Borut Viola e Marco Busolini sono due
sicure promesse nel panorama elettronico italiano, sempre troppo fossilizzato in
determinati
cliché e tendenzialmente restio alle influenze musicali
straniere. Ora che, mentre leggevate questo breve
incipit, vi siete messi
i vestiti più colorati e terribilmente
80s del vostro guardaroba, siete
pronti per iniziare il viaggio nel passato (o nel futuro della nostra musica
dance) schiacciano il tasto play del vostro stereo. Inizia il disco con il
gioiellino "C'mon Girls" , un
groove accattivante infarcito di campioni
vocali e di linee ritmiche incisive e fresche che sono un ottimo esempio dello
stile personalissimo del duo, capace di miscelare le sonorità più "old-school"

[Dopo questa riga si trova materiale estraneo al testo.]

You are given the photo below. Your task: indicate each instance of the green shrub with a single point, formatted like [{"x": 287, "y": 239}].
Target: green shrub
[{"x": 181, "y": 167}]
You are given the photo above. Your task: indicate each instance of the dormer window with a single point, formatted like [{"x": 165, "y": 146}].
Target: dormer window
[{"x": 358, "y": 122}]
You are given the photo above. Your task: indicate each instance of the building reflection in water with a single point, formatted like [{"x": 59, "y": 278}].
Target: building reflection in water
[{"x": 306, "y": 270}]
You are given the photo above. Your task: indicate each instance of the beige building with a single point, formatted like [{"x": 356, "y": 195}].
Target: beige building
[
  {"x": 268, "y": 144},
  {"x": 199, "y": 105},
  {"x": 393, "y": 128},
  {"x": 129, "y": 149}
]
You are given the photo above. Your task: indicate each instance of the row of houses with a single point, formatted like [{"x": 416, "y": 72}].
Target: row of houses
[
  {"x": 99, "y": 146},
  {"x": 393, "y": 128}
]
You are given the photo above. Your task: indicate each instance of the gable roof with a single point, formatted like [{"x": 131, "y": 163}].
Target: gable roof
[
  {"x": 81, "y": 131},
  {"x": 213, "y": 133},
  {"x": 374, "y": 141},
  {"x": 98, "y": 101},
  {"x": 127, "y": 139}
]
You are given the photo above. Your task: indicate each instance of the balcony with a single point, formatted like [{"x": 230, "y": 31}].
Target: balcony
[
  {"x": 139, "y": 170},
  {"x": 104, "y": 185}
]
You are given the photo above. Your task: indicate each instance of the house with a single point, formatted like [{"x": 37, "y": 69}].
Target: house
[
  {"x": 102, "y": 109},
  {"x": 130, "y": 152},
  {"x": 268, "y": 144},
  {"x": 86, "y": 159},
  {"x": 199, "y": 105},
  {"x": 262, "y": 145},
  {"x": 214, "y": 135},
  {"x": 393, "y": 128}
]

con quelle più elettroniche e minimali di estrazione contemporanea; "#iz4",
invece, è un vero e proprio tuffo nel passato: un campione stupendamente funky e
la voce di Busolini, mutuata dalla tradizione delle prime produzioni rap, si
fondono in un pezzo che sa essere potente e veloce e nello stesso tempo,
coinvolgendo in un
groove d'altri tempi.
"Golden Gate", terza
traccia del disco, è invece il pezzo forse più moderno e "cattivo" del lotto: si
mischiano linea di basso e campioni puramente anni Ottanta con un ritmo veloce e
potente coadiuvato da sample elettronici che sembrano mutuati dalla tradizione
kraut di matrice
Kraftwerk.
Siamo già quasi a metà del disco e arriva forse la canzone più gettonata dagli
ascoltatori di Scuola Furano, "Chocolate Glazed": una linea ritmica dettata da
uno stupendo campione di basso si mescola alla voce scanzonata di Marco Busolini
in una miscela esplosiva pronta a far muovere tutti i sederi, anche quelli più
restii alla danza. "Milky Way", invece , nel solco di quella tradizione di
scuola Daft Punk che vuole in ogni disco un pezzo più "rilassato" , è un brano
lento in cui i campioni
80s si mescolano con sonorità più elettroniche e
oniriche che sembrano rievocare gli
Air,
specialmente nel volgere del brano.
Ora che avete ballato il vostro
lento magari con una pulzella accalappiata in mezzo al
dancefloor, potete
tornare a scatenarvi sui ritmi del secondo ordigno musicale che Scuola Furano ci
propone in questo disco: "Sam", ritmo, campioni e voce si amalgamano in un pezzo
scanzonato, dal piglio leggero e allo stesso tempo incisivo, che grazie al
sapiente lavoro del duo di casa Riotmaker si rivela forse la traccia più
riuscita della raccolta. Dopo "Sam", ecco "Watch My Watch", in cui una base
elettronicissima fa da tappeto all'uso massiccio del vocoder che riporta
l'ascoltatore ad atmosfere a metà fra il kraut-rock e l'ultimo disco dei Daft
Punk.
Manca ormai poco al termine del disco e siamo già distrutti dal
ballo sfrenato quando arriva "Mr.Goldigga", in cui Busolini dà la miglior prova
di sé come cantante su un
groove accattivante, che combina una base
tipicamente
old-school e una ritmica elettronica di percussioni. La
conclusione del disco, invece di proiettarci nel futuro, sembra riportarci
ancora più indietro, nel mondo dorato della
disco e del Disco54, il tutto
filtrato attraverso lo stile di Scuola Furano e coadiuvato da un campione vocale
femminile dilatato che si unisce perfettamente al suono della base in crescendo.
Un duo promettente e con ampi margini di miglioramento, dunque, che con
questo lavoro dà il via a una storia che si spera sia la più gloriosa possibile.